City of Fae

A blush warmed my cheeks but I wasn’t backing down. “But it’s not real. What they feel for you … They don’t really care.” Like I do, I added silently, and then scolded myself for my own bespelled idiocy.

His eyes narrowed, just a fraction, and his lips pulled tight into a mockery of a smile. “You’ve clearly never been fae-fucked.”

I slapped him hard enough to tingle my palm.

He worked his jaw around the pain and slowly drew his gaze back to me. “Feel better now that you’ve got your righteous speech out of your system? It doesn’t change anything. I still need to feed, the fans still want to hear me sing, the queen still holds my reins.”
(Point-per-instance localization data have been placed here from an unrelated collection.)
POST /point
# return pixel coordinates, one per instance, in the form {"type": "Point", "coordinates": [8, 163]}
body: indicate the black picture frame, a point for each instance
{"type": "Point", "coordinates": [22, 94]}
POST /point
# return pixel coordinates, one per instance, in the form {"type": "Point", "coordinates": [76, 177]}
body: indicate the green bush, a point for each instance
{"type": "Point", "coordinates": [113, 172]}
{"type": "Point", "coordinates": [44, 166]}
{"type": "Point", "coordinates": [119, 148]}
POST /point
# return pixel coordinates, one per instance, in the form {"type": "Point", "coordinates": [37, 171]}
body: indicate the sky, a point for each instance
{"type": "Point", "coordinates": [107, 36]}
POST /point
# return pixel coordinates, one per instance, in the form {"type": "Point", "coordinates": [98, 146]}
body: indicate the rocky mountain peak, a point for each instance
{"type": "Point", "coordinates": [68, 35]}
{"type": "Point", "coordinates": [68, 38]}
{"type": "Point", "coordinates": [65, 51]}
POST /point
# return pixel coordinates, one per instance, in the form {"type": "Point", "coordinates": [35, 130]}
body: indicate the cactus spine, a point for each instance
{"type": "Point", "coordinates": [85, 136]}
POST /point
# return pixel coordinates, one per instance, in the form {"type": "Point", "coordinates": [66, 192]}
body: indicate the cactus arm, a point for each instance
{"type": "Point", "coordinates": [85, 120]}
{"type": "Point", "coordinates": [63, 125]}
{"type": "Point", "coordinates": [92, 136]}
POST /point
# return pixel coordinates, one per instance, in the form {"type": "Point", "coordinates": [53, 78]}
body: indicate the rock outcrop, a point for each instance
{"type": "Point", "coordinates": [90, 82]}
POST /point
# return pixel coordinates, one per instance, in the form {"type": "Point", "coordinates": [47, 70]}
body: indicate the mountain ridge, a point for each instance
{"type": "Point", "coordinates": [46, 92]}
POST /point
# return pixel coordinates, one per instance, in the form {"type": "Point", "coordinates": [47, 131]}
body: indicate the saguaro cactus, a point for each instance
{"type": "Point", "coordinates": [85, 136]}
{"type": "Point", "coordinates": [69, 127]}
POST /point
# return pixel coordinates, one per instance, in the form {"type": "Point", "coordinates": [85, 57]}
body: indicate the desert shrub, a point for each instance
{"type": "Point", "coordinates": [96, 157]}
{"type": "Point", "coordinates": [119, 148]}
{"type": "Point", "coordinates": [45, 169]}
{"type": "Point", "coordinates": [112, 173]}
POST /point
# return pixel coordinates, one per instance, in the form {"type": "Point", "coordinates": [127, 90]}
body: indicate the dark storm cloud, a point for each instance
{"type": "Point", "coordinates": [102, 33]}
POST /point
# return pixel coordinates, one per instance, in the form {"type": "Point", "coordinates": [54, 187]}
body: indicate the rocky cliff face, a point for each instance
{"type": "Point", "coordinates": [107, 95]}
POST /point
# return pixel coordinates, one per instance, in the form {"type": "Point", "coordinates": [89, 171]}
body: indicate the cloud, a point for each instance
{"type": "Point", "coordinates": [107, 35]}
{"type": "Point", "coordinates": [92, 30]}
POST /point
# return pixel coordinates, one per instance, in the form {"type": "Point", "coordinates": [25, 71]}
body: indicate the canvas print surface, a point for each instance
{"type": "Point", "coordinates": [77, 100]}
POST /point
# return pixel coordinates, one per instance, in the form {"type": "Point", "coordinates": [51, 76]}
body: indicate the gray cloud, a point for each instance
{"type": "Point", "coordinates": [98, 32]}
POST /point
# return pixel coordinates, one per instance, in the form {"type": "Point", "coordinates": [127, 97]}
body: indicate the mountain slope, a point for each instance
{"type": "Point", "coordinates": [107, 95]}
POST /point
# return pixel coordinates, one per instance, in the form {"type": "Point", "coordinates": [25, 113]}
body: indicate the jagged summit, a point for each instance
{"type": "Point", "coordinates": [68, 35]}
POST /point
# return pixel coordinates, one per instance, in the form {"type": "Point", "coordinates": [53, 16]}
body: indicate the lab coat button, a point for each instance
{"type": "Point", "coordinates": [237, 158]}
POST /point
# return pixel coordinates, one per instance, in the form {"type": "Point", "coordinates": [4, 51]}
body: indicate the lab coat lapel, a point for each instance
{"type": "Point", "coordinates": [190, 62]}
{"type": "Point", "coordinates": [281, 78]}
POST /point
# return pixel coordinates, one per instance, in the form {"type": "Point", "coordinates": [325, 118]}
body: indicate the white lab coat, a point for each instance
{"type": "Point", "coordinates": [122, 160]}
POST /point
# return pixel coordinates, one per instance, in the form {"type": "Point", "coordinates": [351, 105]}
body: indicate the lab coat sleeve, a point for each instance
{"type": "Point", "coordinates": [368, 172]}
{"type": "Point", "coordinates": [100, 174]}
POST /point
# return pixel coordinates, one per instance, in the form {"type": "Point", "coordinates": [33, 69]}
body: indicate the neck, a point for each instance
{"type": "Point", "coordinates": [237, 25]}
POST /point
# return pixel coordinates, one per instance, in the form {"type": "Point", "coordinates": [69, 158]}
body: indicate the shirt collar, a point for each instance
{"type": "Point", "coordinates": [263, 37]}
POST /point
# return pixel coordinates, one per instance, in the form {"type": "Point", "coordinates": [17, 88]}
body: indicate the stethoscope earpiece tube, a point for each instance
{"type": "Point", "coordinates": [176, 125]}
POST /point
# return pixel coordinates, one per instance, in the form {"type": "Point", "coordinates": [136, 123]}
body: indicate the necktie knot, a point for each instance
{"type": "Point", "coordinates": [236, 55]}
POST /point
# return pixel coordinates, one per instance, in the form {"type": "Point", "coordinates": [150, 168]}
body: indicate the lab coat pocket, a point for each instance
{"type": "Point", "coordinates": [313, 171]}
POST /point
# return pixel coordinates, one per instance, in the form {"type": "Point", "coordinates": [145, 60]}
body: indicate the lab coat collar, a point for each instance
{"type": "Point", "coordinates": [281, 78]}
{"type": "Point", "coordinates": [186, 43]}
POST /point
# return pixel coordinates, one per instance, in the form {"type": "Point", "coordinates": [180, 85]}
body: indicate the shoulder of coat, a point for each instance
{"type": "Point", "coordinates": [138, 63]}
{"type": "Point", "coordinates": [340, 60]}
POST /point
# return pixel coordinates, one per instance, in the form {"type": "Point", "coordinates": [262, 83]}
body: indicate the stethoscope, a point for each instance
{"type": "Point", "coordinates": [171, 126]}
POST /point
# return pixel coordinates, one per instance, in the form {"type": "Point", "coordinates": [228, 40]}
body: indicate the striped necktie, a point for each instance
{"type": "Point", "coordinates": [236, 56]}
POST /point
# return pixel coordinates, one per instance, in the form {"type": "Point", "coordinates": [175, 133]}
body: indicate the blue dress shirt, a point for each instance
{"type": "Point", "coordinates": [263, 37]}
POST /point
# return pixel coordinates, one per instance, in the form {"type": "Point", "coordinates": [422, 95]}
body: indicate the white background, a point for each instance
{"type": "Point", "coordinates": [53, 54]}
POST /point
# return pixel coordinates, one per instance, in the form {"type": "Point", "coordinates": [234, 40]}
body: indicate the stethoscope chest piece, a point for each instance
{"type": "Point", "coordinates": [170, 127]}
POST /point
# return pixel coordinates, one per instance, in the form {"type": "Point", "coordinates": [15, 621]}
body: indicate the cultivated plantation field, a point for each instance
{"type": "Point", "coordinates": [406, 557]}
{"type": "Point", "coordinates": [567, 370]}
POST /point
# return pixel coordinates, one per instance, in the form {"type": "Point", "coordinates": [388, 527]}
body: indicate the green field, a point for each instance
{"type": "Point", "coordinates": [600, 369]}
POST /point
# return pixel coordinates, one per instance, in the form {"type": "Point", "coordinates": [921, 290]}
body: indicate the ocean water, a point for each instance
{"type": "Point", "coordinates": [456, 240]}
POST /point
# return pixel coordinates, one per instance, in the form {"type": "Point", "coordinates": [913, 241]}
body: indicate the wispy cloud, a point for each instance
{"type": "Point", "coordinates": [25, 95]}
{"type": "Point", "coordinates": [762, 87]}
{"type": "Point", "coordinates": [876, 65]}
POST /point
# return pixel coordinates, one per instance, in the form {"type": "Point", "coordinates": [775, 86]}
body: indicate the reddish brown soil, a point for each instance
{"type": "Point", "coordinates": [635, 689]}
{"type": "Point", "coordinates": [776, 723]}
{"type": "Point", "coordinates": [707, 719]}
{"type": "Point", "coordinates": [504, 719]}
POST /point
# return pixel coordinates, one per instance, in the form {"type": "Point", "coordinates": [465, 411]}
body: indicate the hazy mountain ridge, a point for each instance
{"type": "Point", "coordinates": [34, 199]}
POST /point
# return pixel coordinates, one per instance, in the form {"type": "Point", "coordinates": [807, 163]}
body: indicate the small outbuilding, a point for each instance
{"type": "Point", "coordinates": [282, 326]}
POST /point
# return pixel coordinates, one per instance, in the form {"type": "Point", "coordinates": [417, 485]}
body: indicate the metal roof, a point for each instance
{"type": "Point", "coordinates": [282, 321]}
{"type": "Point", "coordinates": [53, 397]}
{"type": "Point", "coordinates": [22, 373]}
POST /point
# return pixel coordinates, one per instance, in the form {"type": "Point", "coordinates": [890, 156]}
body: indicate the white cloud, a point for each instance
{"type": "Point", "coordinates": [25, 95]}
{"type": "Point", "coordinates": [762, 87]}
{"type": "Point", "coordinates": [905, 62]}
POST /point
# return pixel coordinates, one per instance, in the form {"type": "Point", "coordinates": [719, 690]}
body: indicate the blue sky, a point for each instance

“Don’t touch me again, Reign. Ever.”

“Gladly.” He whipped around, and waved a hand. “Get out, and the next time the queen comes looking for you, don’t expect me to be there to save your ass.”

Snatching up my dagger from the table, I strode for the door. “I’ll get my story without you.”

“You do that.”

Growling, I yanked open the door and blinked up at the menacing presence of a bristling FA assassin. By some miracle of reflexes I blocked his dagger strike with my own. Metal sang, our blades kissed, fear and potent adrenaline trilled through me, and then Reign gripped my shoulder and whirled me away.

Three fae, armed to the teeth, lunged for Reign. Daggers flashed. He deflected a jab, cracked a fist into the face of one, but a dagger got through and plunged into his shoulder. With a snarl, he rounded on the attacker, only to be met by the business end of a short sword.

“Get him in irons, before he turns on us,” one growled.

Reign pulled up short, just as another flung a dagger into his back. It punched deep. Reign let out a cry and dropped to a knee, his bright stare locking onto me. He’d wasted his draíocht getting me away from my apartment and couldn’t vanish, couldn’t escape. They had him. To prove it one of them locked iron shackles around his wrist. A deep warning growl rumbled from inside him, but he had nothing left to fight with.

Half their size, twice as slow, my only option was to run. I made it out of the apartment before something hot and hard slammed into my back, tight against my shoulder blade. Agony poured through me. I fell, knees cracking against floor.

“Alina!” Reign’s cry barely penetrated the mental wall I’d rammed down to seal off the worst of the pain. This can’t happen. I cannot be caught, I’m not finished. Reaching over my right shoulder, I clasped my fingers around the dagger in my back and yanked it free. Pain flared, but like everything else, I shut it out, slammed a mental door on it. An armed fae bore down on me, face impassive, tricolored eyes black, gray and blue. Dark. Emotionless, but for the clear intent to kill. He would kill me. I knew it as surely as I knew my own name. Cool control washed over me. All signs of panic and the rattling fear, vanished. I peered through my bangs, panting breaths rushing across my lips, saw him pluck a short sword from his belt, and smiled. He had no idea whom he’d engaged. None of them knew the truth.

When he drew up close, I kicked out, knocking his leg away and throwing him off balance. He righted himself with a grunt, but by then I’d twisted, and with perverse glee I stabbed the dagger into his boot. His bellow sounded sweet to my oddly serene mind. My body didn’t feel like my own. Muscles moved, alien commands burst through my mind. Impossibly, I knew I could beat him. It wasn’t fantasy. It was fact. His short sword came down in a wide arc. I jerked back, caught his wrist and twisted. Bones shattered inside my grip. My victim crumpled to his knees. He swung a left hook wildly, glancing off my chin. Pain sparked up the right side of my face. I turned my glare on him, snarled, and punched my dagger into his chest. Those fae eyes widened, his thin lips parted, and finally he saw me for what I was, what I’d yet to understand. Green vapor swirled between us, rising from the dagger buried in his chest, from my hand … from me.

With a start I jerked back and fell on my ass. Reality flooded back in. I tasted blood, my blood, on my lips and felt the burn of agony in my back. “What … ?”

Through the open door, inside the apartment, Reign tried to break free of the fae flanking him, but his hands were cuffed and their grip on his arms didn’t falter. He stilled, his gaze flicking to me, dread draining all color from his face. Hands scooped me up from behind. As before, instinct locked into place and I reacted, as though it was simply a matter of following through on a well-rehearsed routine. I spun, punched down into the crook of the fae’s arm. He swung for me. I blocked, ducked, and punched my dagger into his side, feeling the blade ease through flesh and settle into the wound. Attack, one, two, three. Enemy. Escape. Shoving him aside, I ran.

“Alina!” Reign’s cry followed me down the hall, down the stairwell, and out into the night.